Thanks to Purdue entomologist Christian Krupke and his students, Spencer also has intimate knowledge of the rootworm's sex life, which has helped him understand when in their reproductive cycles beetles tend to disperse.

Studies overseen by Krupke have shown that during mating, male beetles deposit a spermatophore, essentially a plug of sperm and nutrients representing up to 9% of the male beetle's body mass.

Afterwards, the depleted male beetle stumbles off to recover, and the female begins slowly absorbing the snack pack he left her. By examining the presence and size of spermatophores inside the female beetles he catches, Spencer can tell how recently they were mated.

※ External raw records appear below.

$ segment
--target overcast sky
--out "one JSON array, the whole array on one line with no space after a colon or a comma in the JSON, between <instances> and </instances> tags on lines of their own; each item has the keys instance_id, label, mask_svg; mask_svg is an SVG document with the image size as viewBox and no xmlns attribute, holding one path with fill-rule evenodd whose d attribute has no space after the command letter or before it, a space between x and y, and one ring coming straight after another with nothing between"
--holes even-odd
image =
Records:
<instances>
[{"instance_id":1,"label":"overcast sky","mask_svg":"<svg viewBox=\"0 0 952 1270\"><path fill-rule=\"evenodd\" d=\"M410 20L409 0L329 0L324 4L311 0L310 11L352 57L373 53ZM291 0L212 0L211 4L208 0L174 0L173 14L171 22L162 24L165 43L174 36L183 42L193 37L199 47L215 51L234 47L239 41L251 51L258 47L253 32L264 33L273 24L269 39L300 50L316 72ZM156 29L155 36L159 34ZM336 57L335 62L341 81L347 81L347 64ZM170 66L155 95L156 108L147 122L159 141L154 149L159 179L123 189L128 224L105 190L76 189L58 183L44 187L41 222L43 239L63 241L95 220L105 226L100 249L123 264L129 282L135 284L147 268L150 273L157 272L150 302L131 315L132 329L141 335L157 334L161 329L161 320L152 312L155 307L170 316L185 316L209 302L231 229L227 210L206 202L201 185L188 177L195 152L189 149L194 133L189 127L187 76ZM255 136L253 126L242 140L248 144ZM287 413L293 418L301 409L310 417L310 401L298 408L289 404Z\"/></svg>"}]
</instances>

Spencer and his team of student workers also make sure to collect beetles at different heights. Some were collected moving within the corn canopy; others were snagged from the towers 30 feet high in the air, which marks the launch of a major road trip for a bug, Spencer noted.

A MOBILE PEST

With these tools in hand, Spencer's dispersal studies from last summer have yielded some interesting conclusions. More than half of the female beetles they collected in the air were young, recently mated females.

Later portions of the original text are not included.